9
votes

The flow I have in mind in this:
1. Export a sas7bdat from SAS
2. Import that file in python with pd.read_sas and do some stuff on in
3. Export the pandas dataframe to sas7bdat (or some other SAS binary fileformat). I thought that pd.to_sas would exist, but it doesn't
4. Open the new file in SAS and do further stuff on it

Is there a solution to point 3 above? As I see it, my only options are csv or some SQL database.
This is not really a programming question. hope it won't be an issue.

2
python data could not be export to SAS data directly, it should be saved as csv/excel/sql data first, then read by SAS.Shenglin Chen
@ShenglinChen - you're right, spent the last hour or so reading github issues / proposals and now I'm thankful that at least read_sas exists. Interestingly enough R has some packages that can do this.BogdanC

2 Answers

8
votes

Python is capable of writing to SAS .xpt format (see for example the xport library), which is SAS's open file format. SAS7BDAT is a closed file format, and not intended to be read/written to by other languages; some have reverse engineered enough of it to read at least, but from what I've seen no good SAS7BDAT writer exists (R has haven, for example, which is the best one I've seen, but it still has issues and things it can't do).

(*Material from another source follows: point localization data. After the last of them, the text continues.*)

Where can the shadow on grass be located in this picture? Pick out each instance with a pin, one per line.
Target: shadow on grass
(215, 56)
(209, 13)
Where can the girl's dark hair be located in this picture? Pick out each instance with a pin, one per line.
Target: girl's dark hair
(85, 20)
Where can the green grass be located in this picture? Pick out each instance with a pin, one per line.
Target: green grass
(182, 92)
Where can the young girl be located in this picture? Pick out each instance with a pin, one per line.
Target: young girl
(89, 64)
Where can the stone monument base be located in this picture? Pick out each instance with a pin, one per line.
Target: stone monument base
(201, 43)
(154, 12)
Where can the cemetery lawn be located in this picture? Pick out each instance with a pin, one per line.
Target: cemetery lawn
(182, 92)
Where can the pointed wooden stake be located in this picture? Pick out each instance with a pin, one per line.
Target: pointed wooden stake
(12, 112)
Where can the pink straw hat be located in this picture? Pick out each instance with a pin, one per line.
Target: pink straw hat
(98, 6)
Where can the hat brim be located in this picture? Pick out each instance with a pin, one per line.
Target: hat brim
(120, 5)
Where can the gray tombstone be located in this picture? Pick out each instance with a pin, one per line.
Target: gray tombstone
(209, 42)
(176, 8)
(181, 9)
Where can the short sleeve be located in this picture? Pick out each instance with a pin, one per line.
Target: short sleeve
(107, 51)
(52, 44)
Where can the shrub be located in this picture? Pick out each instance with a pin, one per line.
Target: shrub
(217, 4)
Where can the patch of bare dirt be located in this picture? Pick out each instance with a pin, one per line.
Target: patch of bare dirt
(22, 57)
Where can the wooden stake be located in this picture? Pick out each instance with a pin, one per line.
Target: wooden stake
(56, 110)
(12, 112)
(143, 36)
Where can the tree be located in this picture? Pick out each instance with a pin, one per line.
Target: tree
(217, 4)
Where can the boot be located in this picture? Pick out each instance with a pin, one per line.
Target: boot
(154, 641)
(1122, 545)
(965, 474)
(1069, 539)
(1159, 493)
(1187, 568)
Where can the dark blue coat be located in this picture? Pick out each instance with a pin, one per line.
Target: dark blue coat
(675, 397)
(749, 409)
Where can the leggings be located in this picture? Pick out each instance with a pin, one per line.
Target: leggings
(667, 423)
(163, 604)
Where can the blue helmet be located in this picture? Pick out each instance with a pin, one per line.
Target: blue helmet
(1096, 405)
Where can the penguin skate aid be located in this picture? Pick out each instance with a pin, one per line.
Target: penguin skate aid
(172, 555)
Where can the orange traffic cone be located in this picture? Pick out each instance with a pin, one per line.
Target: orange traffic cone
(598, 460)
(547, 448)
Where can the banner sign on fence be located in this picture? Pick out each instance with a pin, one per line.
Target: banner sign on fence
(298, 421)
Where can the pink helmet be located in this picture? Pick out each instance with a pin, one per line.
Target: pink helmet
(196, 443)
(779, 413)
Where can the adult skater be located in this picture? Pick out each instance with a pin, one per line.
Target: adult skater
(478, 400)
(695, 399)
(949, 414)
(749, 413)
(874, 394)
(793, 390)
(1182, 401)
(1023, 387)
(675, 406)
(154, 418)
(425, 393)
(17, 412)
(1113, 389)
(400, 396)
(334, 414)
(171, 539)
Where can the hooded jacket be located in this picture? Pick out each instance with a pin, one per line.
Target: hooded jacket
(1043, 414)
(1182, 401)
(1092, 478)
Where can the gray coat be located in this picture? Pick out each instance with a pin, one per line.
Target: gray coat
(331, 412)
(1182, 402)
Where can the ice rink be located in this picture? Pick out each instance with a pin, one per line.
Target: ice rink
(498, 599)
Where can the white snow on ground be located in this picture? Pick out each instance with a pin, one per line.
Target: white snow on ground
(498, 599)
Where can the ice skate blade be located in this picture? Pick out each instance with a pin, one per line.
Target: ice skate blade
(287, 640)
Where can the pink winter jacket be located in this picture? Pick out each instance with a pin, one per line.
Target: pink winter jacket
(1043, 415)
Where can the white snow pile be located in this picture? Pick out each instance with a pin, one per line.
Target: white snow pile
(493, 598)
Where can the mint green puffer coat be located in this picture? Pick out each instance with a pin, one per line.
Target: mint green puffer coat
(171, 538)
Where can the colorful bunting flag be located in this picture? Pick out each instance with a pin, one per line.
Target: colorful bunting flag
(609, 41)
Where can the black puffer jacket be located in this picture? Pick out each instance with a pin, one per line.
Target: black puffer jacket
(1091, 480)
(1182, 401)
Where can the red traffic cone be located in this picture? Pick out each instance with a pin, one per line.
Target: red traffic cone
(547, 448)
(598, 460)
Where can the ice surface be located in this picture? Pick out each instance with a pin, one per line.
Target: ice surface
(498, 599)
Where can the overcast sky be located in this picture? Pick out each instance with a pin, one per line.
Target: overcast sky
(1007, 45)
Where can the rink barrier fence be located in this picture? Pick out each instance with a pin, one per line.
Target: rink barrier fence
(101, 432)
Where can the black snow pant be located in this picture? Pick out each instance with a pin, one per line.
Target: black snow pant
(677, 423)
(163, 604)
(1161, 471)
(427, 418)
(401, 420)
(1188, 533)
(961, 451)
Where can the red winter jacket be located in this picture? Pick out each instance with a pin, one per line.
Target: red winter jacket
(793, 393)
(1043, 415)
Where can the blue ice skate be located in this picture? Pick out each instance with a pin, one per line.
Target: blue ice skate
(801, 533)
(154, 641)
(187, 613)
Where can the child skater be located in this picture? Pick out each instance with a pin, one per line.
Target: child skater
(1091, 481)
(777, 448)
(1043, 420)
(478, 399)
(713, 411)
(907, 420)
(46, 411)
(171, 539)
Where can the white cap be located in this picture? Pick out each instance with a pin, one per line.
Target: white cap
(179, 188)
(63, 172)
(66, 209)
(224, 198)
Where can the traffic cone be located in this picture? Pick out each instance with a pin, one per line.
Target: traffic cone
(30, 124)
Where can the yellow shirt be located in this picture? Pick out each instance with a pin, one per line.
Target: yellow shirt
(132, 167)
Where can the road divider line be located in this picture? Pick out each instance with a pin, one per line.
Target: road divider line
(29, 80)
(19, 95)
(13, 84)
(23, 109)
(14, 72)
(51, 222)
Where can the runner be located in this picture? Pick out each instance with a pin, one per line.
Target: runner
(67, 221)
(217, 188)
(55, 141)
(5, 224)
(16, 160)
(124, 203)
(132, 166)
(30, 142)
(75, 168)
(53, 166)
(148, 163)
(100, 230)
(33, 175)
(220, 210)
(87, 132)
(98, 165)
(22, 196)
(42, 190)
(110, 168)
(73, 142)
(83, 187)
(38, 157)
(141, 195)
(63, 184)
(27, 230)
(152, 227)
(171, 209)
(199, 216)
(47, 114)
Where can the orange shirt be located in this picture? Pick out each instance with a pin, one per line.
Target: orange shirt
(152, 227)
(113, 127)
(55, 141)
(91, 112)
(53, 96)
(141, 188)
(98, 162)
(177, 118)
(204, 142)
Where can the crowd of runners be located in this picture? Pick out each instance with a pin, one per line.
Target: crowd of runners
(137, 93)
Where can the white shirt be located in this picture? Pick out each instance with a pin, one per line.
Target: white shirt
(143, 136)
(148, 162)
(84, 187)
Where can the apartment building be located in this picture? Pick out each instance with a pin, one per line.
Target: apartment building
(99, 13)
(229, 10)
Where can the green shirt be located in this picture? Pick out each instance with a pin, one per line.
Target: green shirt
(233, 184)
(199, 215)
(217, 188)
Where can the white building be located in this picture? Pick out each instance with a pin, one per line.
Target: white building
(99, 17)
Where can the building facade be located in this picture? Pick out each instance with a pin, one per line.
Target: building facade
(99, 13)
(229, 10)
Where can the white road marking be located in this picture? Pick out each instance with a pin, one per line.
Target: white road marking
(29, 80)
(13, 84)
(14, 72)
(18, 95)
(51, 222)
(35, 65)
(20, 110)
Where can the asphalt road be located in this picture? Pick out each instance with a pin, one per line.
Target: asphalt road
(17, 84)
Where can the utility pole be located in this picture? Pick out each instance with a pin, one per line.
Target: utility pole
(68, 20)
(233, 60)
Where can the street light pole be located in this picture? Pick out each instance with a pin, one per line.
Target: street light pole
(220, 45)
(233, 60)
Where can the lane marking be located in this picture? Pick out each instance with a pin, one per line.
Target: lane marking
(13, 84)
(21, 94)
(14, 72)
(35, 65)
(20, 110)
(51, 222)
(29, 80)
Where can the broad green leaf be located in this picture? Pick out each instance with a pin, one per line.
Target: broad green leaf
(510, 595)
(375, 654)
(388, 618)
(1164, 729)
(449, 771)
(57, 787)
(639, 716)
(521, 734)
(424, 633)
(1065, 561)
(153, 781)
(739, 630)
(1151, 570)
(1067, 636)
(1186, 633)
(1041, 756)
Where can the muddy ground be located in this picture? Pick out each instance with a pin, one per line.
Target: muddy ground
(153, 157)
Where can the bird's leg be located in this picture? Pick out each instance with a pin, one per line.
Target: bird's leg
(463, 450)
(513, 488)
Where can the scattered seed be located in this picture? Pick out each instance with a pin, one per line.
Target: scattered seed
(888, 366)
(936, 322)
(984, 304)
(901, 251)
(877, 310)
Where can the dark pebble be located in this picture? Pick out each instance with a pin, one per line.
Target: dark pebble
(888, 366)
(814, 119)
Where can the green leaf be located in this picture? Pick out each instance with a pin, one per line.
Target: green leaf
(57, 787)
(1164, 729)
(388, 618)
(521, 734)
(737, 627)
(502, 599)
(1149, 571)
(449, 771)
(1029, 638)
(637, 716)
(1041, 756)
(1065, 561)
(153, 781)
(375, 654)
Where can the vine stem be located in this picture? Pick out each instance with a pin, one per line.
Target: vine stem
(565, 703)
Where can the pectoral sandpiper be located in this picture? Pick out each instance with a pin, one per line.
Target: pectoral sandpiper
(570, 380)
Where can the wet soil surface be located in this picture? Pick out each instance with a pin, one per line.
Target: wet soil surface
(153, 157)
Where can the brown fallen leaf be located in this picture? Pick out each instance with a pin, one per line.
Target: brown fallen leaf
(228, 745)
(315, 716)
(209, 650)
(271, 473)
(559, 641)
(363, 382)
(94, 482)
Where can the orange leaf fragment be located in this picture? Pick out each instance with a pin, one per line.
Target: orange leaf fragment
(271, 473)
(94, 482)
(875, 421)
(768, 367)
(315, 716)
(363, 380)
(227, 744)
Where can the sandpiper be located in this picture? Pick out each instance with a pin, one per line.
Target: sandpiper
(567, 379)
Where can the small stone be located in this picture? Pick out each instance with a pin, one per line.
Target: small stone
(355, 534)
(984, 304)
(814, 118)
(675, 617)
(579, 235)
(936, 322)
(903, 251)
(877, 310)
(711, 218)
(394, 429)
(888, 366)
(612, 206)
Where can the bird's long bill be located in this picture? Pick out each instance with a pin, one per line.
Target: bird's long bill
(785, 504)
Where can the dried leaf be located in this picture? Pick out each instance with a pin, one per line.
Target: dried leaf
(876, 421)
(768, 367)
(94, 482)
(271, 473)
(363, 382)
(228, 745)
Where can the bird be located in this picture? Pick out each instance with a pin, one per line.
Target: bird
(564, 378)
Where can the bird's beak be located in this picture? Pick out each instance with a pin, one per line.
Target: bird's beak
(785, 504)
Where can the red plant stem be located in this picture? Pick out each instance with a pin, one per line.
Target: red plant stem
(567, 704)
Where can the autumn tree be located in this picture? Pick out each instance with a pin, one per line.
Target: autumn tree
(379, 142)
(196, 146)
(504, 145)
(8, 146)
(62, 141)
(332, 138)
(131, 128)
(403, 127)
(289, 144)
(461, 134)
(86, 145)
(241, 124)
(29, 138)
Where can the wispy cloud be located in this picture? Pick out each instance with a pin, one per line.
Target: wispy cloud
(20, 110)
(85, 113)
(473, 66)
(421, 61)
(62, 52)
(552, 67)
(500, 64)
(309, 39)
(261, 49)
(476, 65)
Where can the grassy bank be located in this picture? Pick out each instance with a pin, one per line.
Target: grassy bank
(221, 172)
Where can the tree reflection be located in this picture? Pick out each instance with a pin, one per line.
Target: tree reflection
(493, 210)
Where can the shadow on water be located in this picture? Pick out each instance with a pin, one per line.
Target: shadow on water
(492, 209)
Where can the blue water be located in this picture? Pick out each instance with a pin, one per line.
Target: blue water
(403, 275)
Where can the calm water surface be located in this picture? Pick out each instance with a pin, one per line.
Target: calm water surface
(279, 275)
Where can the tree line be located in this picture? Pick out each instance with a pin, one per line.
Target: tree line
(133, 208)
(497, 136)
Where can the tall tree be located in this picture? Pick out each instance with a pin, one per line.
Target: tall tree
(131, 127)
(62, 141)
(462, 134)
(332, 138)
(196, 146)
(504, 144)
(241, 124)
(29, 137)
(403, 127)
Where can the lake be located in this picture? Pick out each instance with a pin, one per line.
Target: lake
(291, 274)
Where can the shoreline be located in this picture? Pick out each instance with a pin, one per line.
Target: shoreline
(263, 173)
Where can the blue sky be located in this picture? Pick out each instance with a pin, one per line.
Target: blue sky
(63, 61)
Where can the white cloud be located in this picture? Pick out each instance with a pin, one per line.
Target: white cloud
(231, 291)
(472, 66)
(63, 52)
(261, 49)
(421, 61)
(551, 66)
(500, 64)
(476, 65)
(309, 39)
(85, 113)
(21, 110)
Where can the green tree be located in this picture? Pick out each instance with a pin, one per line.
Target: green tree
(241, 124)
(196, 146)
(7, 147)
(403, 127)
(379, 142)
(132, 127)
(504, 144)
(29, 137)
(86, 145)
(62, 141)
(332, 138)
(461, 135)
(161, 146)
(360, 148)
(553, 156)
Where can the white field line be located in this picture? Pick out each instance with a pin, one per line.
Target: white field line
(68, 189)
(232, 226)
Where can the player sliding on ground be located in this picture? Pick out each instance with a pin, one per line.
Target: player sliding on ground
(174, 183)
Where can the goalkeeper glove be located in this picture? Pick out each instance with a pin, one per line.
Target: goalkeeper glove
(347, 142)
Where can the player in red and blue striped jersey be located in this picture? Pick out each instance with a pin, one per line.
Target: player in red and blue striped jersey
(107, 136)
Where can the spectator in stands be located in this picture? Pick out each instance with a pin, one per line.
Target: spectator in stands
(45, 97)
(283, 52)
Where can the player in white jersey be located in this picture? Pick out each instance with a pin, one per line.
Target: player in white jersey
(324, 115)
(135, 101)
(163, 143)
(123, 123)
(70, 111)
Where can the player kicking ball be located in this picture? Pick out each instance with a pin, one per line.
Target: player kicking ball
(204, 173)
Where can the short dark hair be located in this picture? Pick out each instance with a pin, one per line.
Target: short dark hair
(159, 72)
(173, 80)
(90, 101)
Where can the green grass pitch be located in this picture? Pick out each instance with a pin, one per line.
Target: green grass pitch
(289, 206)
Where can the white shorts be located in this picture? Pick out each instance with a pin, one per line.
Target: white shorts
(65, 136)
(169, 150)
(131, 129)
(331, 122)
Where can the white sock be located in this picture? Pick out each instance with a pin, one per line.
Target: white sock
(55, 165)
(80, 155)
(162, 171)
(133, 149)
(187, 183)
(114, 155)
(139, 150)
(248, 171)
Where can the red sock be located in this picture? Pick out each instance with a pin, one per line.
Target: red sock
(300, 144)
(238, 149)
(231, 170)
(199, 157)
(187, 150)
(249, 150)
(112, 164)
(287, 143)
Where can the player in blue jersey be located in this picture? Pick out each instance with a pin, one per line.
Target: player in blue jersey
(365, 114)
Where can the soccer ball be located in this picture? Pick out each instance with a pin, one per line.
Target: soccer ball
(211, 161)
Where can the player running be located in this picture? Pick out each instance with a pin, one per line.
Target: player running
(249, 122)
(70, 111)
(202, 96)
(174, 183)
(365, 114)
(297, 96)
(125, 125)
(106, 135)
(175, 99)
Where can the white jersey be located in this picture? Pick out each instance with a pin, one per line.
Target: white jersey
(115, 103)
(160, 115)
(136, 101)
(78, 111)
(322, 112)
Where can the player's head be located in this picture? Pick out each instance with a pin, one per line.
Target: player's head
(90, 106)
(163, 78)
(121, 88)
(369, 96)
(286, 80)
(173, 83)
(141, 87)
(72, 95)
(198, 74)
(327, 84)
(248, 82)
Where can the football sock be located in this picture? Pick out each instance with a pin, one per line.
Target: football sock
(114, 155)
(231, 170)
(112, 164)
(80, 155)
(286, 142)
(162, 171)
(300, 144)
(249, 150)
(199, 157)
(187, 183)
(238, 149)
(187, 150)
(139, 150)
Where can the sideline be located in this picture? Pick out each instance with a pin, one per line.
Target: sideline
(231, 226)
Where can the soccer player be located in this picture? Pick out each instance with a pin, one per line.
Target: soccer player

More common than XPT files, though, which can be slow to work with, is to write a CSV and then write a SAS input script in your python/etc. program. That allows you to use variable labels, value labels, types, etc., as you wish very easily; and writing a SAS input script is very easy to do. Many other software packages do this for their preferred method to produce SAS files. This has an additional advantage that it is easily cross-platform - doesn't matter if your SAS program is on a mainframe, UNIX, Windows, etc.; it's all the same.

Edit: If you do have SAS licensed locally, either via a server or local install, another option for exporting Python data to SAS is SASPy, which is a SAS-maintained open source project that allows Python to directly connect to SAS instances and directly send data. (Under the hood, I believe the data is actually transmitted as a CSV most of the time, and then read in using SAS code.) The SAS ODBC driver is also an option, but for Python SASPy will be the easiest option most likely.

1
votes

"SAS7BDAT is a closed file format, and not intended to be read/written to by other languages; some have reverse engineered enough of it to read at least, but from what I've seen no good SAS7BDAT writer exists."

Although the SAS7BDAT is a proprietary format, it is not closed. It can be read and written by third-party products using SAS' own ODBC drivers. https://support.sas.com/en/software/sas-odbc-drivers.html. Since Python can use ODBC (pyodbc), just use the SAS ODBC Driver to write the SAS7BDAT file format.

IBM SPSS Statistics and IBM SPSS Modeler can also read and write the SAS7BDAT format as well as the earlier pre-version 7 formats and the SAS Transport File format (the .xpt) files noted above. These products do not require ODBC to do this and this capability is included in SPSS Statistics Base via the SAVE Translate command. It is included in SPSS Modeler Professional via the SAS Source node for reading and the SAS Export node for writing.